JetBrains, known for IntelliJ IDEA (Android Studio is based on IntelliJ), has introduced the Kotlin language. Kotlin is a statically-typed programming language that runs on the JVM. It can also be compiled to JavaScript source code. Kotlin has some amazingly cool features!

Kotlin is a great fit for developing Android applications, bringing all of the advantages of a modern language to the Android platform without introducing any new restrictions:

  • Compatibility: Kotlin is fully compatible with JDK 6, ensuring that Kotlin applications can run on older Android devices with no issues.
  • Performance: A Kotlin application runs as fast as an equivalent Java one, thanks to very similar bytecode structure.
  • Interoperability: Kotlin is 100% interoperable with Java, allowing to use all existing Android libraries in a Kotlin application.
  • Footprint: Kotlin has a very compact runtime library, which can be further reduced through the use of ProGuard.
  • Compilation Time: Kotlin supports efficient incremental compilation, so while there’s some additional overhead for clean builds, incremental builds are usually as fast as or faster than with Java.
  • Learning Curve: For a Java developer, getting started with Kotlin is very easy. The automated Java to Kotlin converter included in the Kotlin plugin helps with the first steps.

Kotlin has been successfully adopted by major companies, and a few of them have shared their experiences: Pinterest has successfully introduced Kotlin into their application, used by 150M people every month.

Basecamp’s Android app is 100% Kotlin code, and they report a huge difference in programmer happiness and great improvements in work quality and speed. Keepsafe’s App Lock app has also been converted to 100% Kotlin, leading to a 30% decrease in source line count and 10% decrease in method count.


Kotlin aims at creating a language that would be in line with the same principles. It drive tools to create something that helps developers with the tedious and mundane tasks, allowing them to focus on what’s truly important. And of course make the process as enjoyable and fun as possible.


The Kotlin’s goals are to be a language that is available on multiple platforms and this will always be the case. It will keep supporting and actively developing Kotlin/JVM (server-side, desktop and other types of applications), and Kotlin/JS. We are working on Kotlin/Native for other platforms such as macOS, iOS and IoT/embedded systems

When you run a Java application, the app is compiled into a set of instructions called Bytecode and runs in a virtual machine. Over the past several years, a number of new programming languages have been introduced to also run on the Java virtual machine. Whilst the resulting app looks the same for the virtual machine, the idea is the language features can help developers write simpler code and fix some of Javas issues.

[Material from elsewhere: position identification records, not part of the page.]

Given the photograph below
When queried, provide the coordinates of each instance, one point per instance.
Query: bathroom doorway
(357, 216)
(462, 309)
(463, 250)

Kotlin aims to fill that gap of a missing modern language for the Android platform. There are a few core tenets that Kotlin lives by; it strives to be:

  • Concise to reduce the amount of boilerplate code you need to write
  • Expressive to make your code more readable and understandable.
  • Safe to avoid entire classes of errors such as null pointer exceptions.
  • Versatile for building server-side applications, Android apps or frontend code running in the browser.
  • Interoperable to leverage existing frameworks and libraries of the JVM with 100 percent Java interoperability.